Only \(\nabla \rho(R(x))\) was derived because the derivation for \(\nabla^2 \rho(R(x))\) is essentially Exercise 6.17 and Exercise 6.18. See (11.3.4) for a more generalized derivation.

(a)

Recall that \(\lvert x \rvert = \sqrt{x^2}\) and \(\frac{d}{dx} \lvert x \rvert = \frac{d}{dx} \sqrt{x^2} = \frac{x}{\lvert x \rvert}\).
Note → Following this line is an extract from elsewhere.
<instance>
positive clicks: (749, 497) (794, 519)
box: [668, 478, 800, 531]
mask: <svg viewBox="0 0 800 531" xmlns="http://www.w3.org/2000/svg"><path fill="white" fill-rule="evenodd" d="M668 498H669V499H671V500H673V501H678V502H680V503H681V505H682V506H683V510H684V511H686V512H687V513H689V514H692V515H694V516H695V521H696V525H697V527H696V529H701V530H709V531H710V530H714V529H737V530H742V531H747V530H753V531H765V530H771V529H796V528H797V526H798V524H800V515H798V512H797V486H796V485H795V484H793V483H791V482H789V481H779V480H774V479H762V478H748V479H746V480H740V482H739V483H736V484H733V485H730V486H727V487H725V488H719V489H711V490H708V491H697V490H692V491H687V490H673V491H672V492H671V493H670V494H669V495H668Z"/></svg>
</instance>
Let \(\rho(z) = \sum_{i = 1}^m \rho_1(z_i)\) where \(\rho_1\) is defined as (10.4.4). Applying definition 4.1.1 with the chain rule yields

\[\begin{split}\nabla \rho(z = R(x)) &= \frac{d}{dx} \sum_{i = 1}^m \rho_1(z_i)\\ &= \sum_{i = 1}^m \begin{bmatrix} \frac{\partial}{\partial x_1} \rho_1(z_i)\\ \vdots\\ \frac{\partial}{\partial x_n} \rho_1(z_i)\\ \end{bmatrix}\\ &= \sum_{i = 1}^m \rho_1'(z_i) \begin{bmatrix} \frac{\partial z_i}{\partial x_1}\\ \vdots\\ \frac{\partial z_i}{\partial x_n}\\ \end{bmatrix} & \quad & \text{(a.1)}\\ &= \sum_{i = 1}^m \rho_1'(z_i) \nabla z_i.\end{split}\]

(a.1)

\[\begin{split}\frac{\partial}{\partial x_j} \rho_1(z_i) &= \begin{cases} \frac{\partial}{\partial x_j} \frac{z_i^2}{2}, & \text{$|z_i| \leq k$},\\ \frac{\partial}{\partial x_j} \left( k |z_i| - \frac{k^2}{2} \right), & \text{$|z_i| > k$}. \end{cases}\\ &= \begin{cases} z_i \frac{\partial z_i}{\partial x_j}, & \text{$|z_i| \leq k$},\\ k \frac{z_i}{|z_i|} \frac{\partial z_i}{\partial x_j}, & \text{$|z_i| > k$}. \end{cases} & \quad & \frac{\partial}{\partial x_j} = \frac{\partial}{\partial z_i} \frac{\partial z_i}{\partial x_j}\\ &= \rho_1'(z_i) \frac{\partial z_i}{\partial x_j}\end{split}\]

(b)

Let \(\rho(z) = \sum_{i = 1}^m \rho_2(z_i)\) where \(\rho_2\) is defined as (10.4.5). Applying definition 4.1.1 with the chain rule yields

\[\begin{split}\nabla \rho(z = R(x)) &= \frac{d}{dx} \sum_{i = 1}^m \rho_2(z_i)\\ &= \sum_{i = 1}^m \rho_2'(z_i) \nabla z_i & \quad & \text{(a) and (b.1)}\end{split}\]

(b.1)

\[\begin{split}\frac{\partial}{\partial x_j} \rho_2(z_i) &= \begin{cases} \frac{\partial}{\partial x_j} \frac{k^2}{6} \left( 1 - \left( 1 - \left( \frac{z_i}{k} \right)^2 \right)^3 \right), & \text{$|z_i| \leq k$},\\ \frac{\partial}{\partial x_j} \frac{k^2}{6}, & \text{$|z_i| > k$}. \end{cases}\\ &= \begin{cases} z_i \left( 1 - \left( \frac{z_i}{k} \right)^2 \right)^2 \frac{\partial z_i}{\partial x_j}, & \text{$|z_i| \leq k$},\\ 0, & \text{$|z_i| > k$}. \end{cases} & \quad & \frac{\partial}{\partial x_j} = \frac{\partial}{\partial z_i} \frac{\partial z_i}{\partial x_j}\\ &= \rho_2'(z_i) \frac{\partial z_i}{\partial x_j}\end{split}\]

References

BOCL97

Ilan Bar-On, Bruno Codenotti, and Mauro Leoncini. A fast parallel cholesky decomposition algorithm for tridiagonal symmetric matrices. SIAM Journal on Matrix Analysis and Applications, 18(2):403–418, 1997.